Riqueza inconcebível

A primeira coisa que reparei foi o tamanho do lustre. E também que não havia mais nenhuma outra iluminação em todo o Santuário. Isso tudo, é claro, depois de ser atingido pelos vitrais azuis que simulam um céu estrelado. No altar, um Cristo enorme crucificado. E pelas laterais os rotineiros avisos paroquiais. Um confessionário com paredes de vidro me fez lembrar de outros confessionários, talvez ultrapassados, que eram antes um móvel, feitos de madeira, e com uma cortina que separava a humilhação do pecador e a autoridade do sacerdote. Um cartaz aponta a direção dos souvenirs, escada abaixo. Lembro de outras igrejas e percebo que quase não há imagens. À esquerda do altar, no entanto, uma estátua de dois metros de altura homenageia aquele que leva o nome do lugar, também padroeiro de Brasília.

Dom Bosco tem uma história muito bonita de trabalhos pela juventude, mas também de misteriosos sonhos ou visões proféticas. A um desses sonhos atribui-se, muito forçadamente, a fundação de Brasília. Em 1883, o italiano Dom Bosco foi levado em sonho para a América Latina, onde pôde enxergar a expansão de sua Congregação Salesiana, mas também numerosos metais preciosos, jazidas e petróleo ainda escondidos sob o solo. Entre os paralelos 15 e 20, foi revelado a ele que, depois de escavadas as minas do lugar, apareceria ali a Terra Prometida que jorraria leite e mel, e esta seria de uma riqueza inconcebível. O Paralelo 15 atravessa justamente Brasília, o que não passou despercebido, nos anos 50, aos defensores da mudança da capital do país para o interior de Goiás. Assim foi feito e a profecia passou a ser adotada oficialmente, sem muita contestação, pois ninguém achou mais nada digno de nota acontecendo entre os ditos paralelos.

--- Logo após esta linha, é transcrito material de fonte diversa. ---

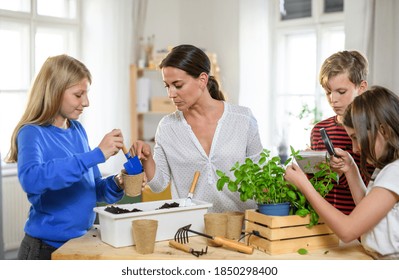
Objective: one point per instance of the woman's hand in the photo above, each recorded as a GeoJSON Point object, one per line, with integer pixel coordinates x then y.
{"type": "Point", "coordinates": [111, 143]}
{"type": "Point", "coordinates": [343, 163]}
{"type": "Point", "coordinates": [295, 176]}
{"type": "Point", "coordinates": [141, 149]}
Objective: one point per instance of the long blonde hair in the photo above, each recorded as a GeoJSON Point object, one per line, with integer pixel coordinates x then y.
{"type": "Point", "coordinates": [45, 96]}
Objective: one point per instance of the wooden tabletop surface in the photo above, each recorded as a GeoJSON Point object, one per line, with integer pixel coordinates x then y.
{"type": "Point", "coordinates": [90, 247]}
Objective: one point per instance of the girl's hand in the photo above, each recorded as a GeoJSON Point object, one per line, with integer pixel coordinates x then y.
{"type": "Point", "coordinates": [111, 143]}
{"type": "Point", "coordinates": [142, 150]}
{"type": "Point", "coordinates": [295, 176]}
{"type": "Point", "coordinates": [343, 163]}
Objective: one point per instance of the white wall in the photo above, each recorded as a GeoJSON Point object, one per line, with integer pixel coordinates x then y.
{"type": "Point", "coordinates": [208, 24]}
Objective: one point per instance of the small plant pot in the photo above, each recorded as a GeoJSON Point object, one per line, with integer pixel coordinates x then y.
{"type": "Point", "coordinates": [275, 209]}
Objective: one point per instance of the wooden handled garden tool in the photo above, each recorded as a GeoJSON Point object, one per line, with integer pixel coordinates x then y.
{"type": "Point", "coordinates": [181, 236]}
{"type": "Point", "coordinates": [133, 165]}
{"type": "Point", "coordinates": [187, 202]}
{"type": "Point", "coordinates": [187, 248]}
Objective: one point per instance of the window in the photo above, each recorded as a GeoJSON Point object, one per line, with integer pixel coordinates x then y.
{"type": "Point", "coordinates": [302, 43]}
{"type": "Point", "coordinates": [30, 31]}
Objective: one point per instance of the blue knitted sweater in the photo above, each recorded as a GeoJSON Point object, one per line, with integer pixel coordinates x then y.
{"type": "Point", "coordinates": [59, 172]}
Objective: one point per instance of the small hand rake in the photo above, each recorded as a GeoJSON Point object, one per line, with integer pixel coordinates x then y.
{"type": "Point", "coordinates": [188, 249]}
{"type": "Point", "coordinates": [181, 236]}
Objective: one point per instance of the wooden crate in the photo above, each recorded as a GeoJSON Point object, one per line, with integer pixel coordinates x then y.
{"type": "Point", "coordinates": [287, 234]}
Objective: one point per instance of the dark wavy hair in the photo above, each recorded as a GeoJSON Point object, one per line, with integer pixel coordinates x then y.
{"type": "Point", "coordinates": [377, 109]}
{"type": "Point", "coordinates": [193, 61]}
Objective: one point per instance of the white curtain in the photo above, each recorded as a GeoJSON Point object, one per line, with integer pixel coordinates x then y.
{"type": "Point", "coordinates": [372, 28]}
{"type": "Point", "coordinates": [106, 50]}
{"type": "Point", "coordinates": [139, 17]}
{"type": "Point", "coordinates": [255, 46]}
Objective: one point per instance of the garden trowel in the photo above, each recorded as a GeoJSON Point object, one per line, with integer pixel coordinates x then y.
{"type": "Point", "coordinates": [133, 165]}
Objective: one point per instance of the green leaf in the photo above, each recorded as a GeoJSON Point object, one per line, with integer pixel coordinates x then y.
{"type": "Point", "coordinates": [302, 251]}
{"type": "Point", "coordinates": [302, 212]}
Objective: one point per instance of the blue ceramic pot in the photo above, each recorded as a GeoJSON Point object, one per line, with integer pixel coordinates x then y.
{"type": "Point", "coordinates": [277, 209]}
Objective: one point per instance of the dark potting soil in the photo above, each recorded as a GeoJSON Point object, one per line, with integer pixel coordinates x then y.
{"type": "Point", "coordinates": [117, 210]}
{"type": "Point", "coordinates": [169, 205]}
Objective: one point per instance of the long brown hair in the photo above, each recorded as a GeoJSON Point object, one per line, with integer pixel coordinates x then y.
{"type": "Point", "coordinates": [193, 61]}
{"type": "Point", "coordinates": [377, 109]}
{"type": "Point", "coordinates": [45, 96]}
{"type": "Point", "coordinates": [351, 62]}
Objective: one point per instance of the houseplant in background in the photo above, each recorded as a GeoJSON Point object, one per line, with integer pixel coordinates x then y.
{"type": "Point", "coordinates": [263, 182]}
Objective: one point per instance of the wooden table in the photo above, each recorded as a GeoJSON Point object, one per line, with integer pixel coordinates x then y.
{"type": "Point", "coordinates": [90, 247]}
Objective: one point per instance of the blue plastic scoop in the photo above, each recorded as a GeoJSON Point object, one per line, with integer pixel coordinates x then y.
{"type": "Point", "coordinates": [133, 165]}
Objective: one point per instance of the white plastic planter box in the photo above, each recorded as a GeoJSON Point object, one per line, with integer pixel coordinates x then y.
{"type": "Point", "coordinates": [116, 229]}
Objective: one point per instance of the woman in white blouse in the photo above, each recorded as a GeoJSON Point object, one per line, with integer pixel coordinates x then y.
{"type": "Point", "coordinates": [204, 134]}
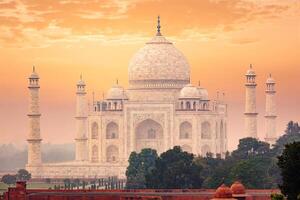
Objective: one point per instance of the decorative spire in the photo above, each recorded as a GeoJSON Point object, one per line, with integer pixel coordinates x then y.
{"type": "Point", "coordinates": [158, 26]}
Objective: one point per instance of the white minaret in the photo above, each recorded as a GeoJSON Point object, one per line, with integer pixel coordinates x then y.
{"type": "Point", "coordinates": [34, 137]}
{"type": "Point", "coordinates": [250, 104]}
{"type": "Point", "coordinates": [270, 117]}
{"type": "Point", "coordinates": [81, 122]}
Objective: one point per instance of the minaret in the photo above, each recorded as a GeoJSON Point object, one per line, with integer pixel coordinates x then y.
{"type": "Point", "coordinates": [250, 104]}
{"type": "Point", "coordinates": [34, 136]}
{"type": "Point", "coordinates": [270, 117]}
{"type": "Point", "coordinates": [81, 122]}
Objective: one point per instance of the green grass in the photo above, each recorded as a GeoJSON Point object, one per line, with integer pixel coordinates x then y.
{"type": "Point", "coordinates": [40, 185]}
{"type": "Point", "coordinates": [3, 187]}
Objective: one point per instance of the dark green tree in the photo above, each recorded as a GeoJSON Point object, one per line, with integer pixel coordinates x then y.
{"type": "Point", "coordinates": [292, 134]}
{"type": "Point", "coordinates": [253, 172]}
{"type": "Point", "coordinates": [140, 164]}
{"type": "Point", "coordinates": [23, 175]}
{"type": "Point", "coordinates": [175, 169]}
{"type": "Point", "coordinates": [9, 179]}
{"type": "Point", "coordinates": [251, 147]}
{"type": "Point", "coordinates": [289, 164]}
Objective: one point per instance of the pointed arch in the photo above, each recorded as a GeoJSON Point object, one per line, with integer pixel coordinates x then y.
{"type": "Point", "coordinates": [95, 154]}
{"type": "Point", "coordinates": [205, 149]}
{"type": "Point", "coordinates": [112, 130]}
{"type": "Point", "coordinates": [187, 148]}
{"type": "Point", "coordinates": [149, 134]}
{"type": "Point", "coordinates": [205, 130]}
{"type": "Point", "coordinates": [185, 130]}
{"type": "Point", "coordinates": [112, 153]}
{"type": "Point", "coordinates": [94, 130]}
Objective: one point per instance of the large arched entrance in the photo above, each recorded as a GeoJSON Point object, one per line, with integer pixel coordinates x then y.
{"type": "Point", "coordinates": [149, 134]}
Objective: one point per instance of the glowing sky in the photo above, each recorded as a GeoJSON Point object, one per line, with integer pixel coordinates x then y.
{"type": "Point", "coordinates": [97, 38]}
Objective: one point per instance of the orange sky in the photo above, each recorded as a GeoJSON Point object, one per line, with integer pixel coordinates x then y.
{"type": "Point", "coordinates": [97, 38]}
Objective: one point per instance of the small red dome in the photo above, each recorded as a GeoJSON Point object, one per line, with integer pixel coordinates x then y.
{"type": "Point", "coordinates": [223, 192]}
{"type": "Point", "coordinates": [237, 188]}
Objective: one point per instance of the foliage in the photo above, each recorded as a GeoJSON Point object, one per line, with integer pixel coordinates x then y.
{"type": "Point", "coordinates": [23, 175]}
{"type": "Point", "coordinates": [277, 197]}
{"type": "Point", "coordinates": [175, 169]}
{"type": "Point", "coordinates": [252, 163]}
{"type": "Point", "coordinates": [9, 179]}
{"type": "Point", "coordinates": [289, 164]}
{"type": "Point", "coordinates": [140, 164]}
{"type": "Point", "coordinates": [249, 147]}
{"type": "Point", "coordinates": [292, 134]}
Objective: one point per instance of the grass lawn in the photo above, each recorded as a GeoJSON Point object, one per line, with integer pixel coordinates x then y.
{"type": "Point", "coordinates": [40, 185]}
{"type": "Point", "coordinates": [3, 187]}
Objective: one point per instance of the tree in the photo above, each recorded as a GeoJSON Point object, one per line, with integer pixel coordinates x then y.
{"type": "Point", "coordinates": [9, 179]}
{"type": "Point", "coordinates": [175, 169]}
{"type": "Point", "coordinates": [292, 134]}
{"type": "Point", "coordinates": [23, 175]}
{"type": "Point", "coordinates": [289, 164]}
{"type": "Point", "coordinates": [277, 197]}
{"type": "Point", "coordinates": [140, 164]}
{"type": "Point", "coordinates": [251, 147]}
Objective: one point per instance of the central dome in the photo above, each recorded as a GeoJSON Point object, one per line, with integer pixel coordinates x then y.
{"type": "Point", "coordinates": [158, 64]}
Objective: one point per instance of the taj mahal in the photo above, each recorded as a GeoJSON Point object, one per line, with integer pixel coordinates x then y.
{"type": "Point", "coordinates": [160, 109]}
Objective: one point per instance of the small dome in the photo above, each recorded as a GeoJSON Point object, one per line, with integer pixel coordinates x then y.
{"type": "Point", "coordinates": [34, 75]}
{"type": "Point", "coordinates": [223, 192]}
{"type": "Point", "coordinates": [80, 82]}
{"type": "Point", "coordinates": [237, 188]}
{"type": "Point", "coordinates": [250, 71]}
{"type": "Point", "coordinates": [203, 93]}
{"type": "Point", "coordinates": [116, 92]}
{"type": "Point", "coordinates": [270, 80]}
{"type": "Point", "coordinates": [189, 92]}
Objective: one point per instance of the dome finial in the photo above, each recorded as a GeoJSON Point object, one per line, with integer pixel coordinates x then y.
{"type": "Point", "coordinates": [158, 26]}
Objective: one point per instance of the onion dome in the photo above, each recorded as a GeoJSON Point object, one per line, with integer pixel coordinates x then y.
{"type": "Point", "coordinates": [250, 71]}
{"type": "Point", "coordinates": [34, 75]}
{"type": "Point", "coordinates": [81, 82]}
{"type": "Point", "coordinates": [159, 64]}
{"type": "Point", "coordinates": [203, 93]}
{"type": "Point", "coordinates": [238, 188]}
{"type": "Point", "coordinates": [189, 92]}
{"type": "Point", "coordinates": [270, 80]}
{"type": "Point", "coordinates": [116, 93]}
{"type": "Point", "coordinates": [223, 192]}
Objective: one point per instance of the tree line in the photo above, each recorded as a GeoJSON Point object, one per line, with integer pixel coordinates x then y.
{"type": "Point", "coordinates": [254, 163]}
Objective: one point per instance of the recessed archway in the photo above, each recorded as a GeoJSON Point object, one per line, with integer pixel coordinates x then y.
{"type": "Point", "coordinates": [149, 134]}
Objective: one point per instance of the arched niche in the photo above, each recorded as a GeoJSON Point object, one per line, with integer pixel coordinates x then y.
{"type": "Point", "coordinates": [185, 130]}
{"type": "Point", "coordinates": [187, 148]}
{"type": "Point", "coordinates": [149, 134]}
{"type": "Point", "coordinates": [94, 130]}
{"type": "Point", "coordinates": [112, 153]}
{"type": "Point", "coordinates": [112, 130]}
{"type": "Point", "coordinates": [205, 130]}
{"type": "Point", "coordinates": [95, 154]}
{"type": "Point", "coordinates": [205, 149]}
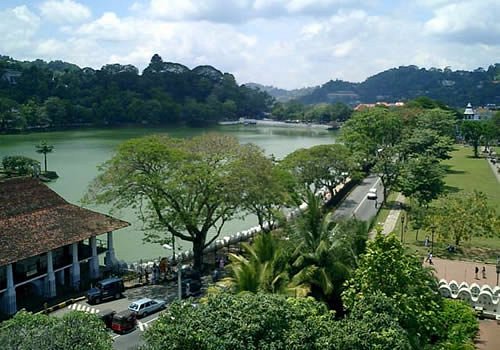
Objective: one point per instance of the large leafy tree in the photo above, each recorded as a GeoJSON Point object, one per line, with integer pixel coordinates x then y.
{"type": "Point", "coordinates": [183, 187]}
{"type": "Point", "coordinates": [75, 330]}
{"type": "Point", "coordinates": [320, 167]}
{"type": "Point", "coordinates": [264, 187]}
{"type": "Point", "coordinates": [387, 269]}
{"type": "Point", "coordinates": [463, 215]}
{"type": "Point", "coordinates": [44, 148]}
{"type": "Point", "coordinates": [423, 179]}
{"type": "Point", "coordinates": [370, 130]}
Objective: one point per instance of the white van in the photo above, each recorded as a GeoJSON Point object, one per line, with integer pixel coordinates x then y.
{"type": "Point", "coordinates": [372, 193]}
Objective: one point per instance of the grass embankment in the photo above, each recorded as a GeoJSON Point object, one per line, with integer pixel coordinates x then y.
{"type": "Point", "coordinates": [464, 173]}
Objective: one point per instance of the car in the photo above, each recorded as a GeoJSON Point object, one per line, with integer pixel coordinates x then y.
{"type": "Point", "coordinates": [372, 193]}
{"type": "Point", "coordinates": [146, 306]}
{"type": "Point", "coordinates": [108, 288]}
{"type": "Point", "coordinates": [124, 321]}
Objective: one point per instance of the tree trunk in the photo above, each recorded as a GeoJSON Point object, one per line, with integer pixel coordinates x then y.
{"type": "Point", "coordinates": [198, 245]}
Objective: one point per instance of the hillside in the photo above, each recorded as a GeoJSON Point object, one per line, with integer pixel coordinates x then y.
{"type": "Point", "coordinates": [282, 95]}
{"type": "Point", "coordinates": [41, 95]}
{"type": "Point", "coordinates": [455, 88]}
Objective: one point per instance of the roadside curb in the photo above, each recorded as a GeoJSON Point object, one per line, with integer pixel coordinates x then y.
{"type": "Point", "coordinates": [61, 305]}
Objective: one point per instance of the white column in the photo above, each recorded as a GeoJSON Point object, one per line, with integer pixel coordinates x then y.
{"type": "Point", "coordinates": [50, 280]}
{"type": "Point", "coordinates": [9, 304]}
{"type": "Point", "coordinates": [94, 260]}
{"type": "Point", "coordinates": [75, 267]}
{"type": "Point", "coordinates": [110, 254]}
{"type": "Point", "coordinates": [60, 277]}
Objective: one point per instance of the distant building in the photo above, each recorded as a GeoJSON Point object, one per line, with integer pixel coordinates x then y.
{"type": "Point", "coordinates": [385, 104]}
{"type": "Point", "coordinates": [470, 113]}
{"type": "Point", "coordinates": [11, 76]}
{"type": "Point", "coordinates": [47, 244]}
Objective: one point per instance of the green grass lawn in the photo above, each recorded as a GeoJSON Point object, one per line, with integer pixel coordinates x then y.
{"type": "Point", "coordinates": [464, 173]}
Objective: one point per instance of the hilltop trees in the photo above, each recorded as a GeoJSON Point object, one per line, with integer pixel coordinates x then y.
{"type": "Point", "coordinates": [57, 95]}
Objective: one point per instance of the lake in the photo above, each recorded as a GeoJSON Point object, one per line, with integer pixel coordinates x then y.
{"type": "Point", "coordinates": [77, 154]}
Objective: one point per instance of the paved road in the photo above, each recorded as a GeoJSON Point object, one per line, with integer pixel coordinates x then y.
{"type": "Point", "coordinates": [133, 339]}
{"type": "Point", "coordinates": [357, 205]}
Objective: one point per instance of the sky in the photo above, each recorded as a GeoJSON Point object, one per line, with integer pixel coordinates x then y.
{"type": "Point", "coordinates": [287, 44]}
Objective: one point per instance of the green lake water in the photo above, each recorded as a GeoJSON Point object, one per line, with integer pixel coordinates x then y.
{"type": "Point", "coordinates": [78, 153]}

No entanto, para desmentir a atribuição da profecia à Brasília, bastaria perceber que por aqui não emana leite e mel, a menos que consideremos os casos de corrupção. Acompanhar o cotidiano de um trabalhador de Brasília, geralmente morador de uma distante e sofrida cidade-satélite, seria suficiente para questionar a riqueza inconcebível prevista para a cidade. Chego a pensar que Dom Bosco ouviu mal, e entendeu “riqueza inconcebível” o que era apenas “calor inconcebível”. Mas reconheço que, de fato, é a Terra Prometida por JK.

Na Itália, Dom Bosco se sensibilizou com os jovens sem família, gente que saia do interior e vinha tentar a vida na cidade grande. É o caso de tanta gente em Brasília – é o meu caso. Em outro dos seus sonhos, Dom Bosco via todos os jovens do mundo e recebia a missão de guiá-los por dez colinas. Alguns puderem subir em uma carruagem chamada “Inocência”. Quinhentos, no total. Todos os jovens do mundo, mas apenas quinhentos eram inocentes. Durante o caminho, houve um acidente com a carruagem e o número caiu para 150. Os demais iam a pé, e muitos se perdiam pelo caminho, para angústia de Dom Bosco. Talvez não seja um disparate tão grande associar também esta profecia à capital do país. Não é prova de outra coisa que o Santuário Dom Bosco conte com tão poucos jovens se comparado ao prédio vizinho – a sempre movimentada Academia Dom Bosco.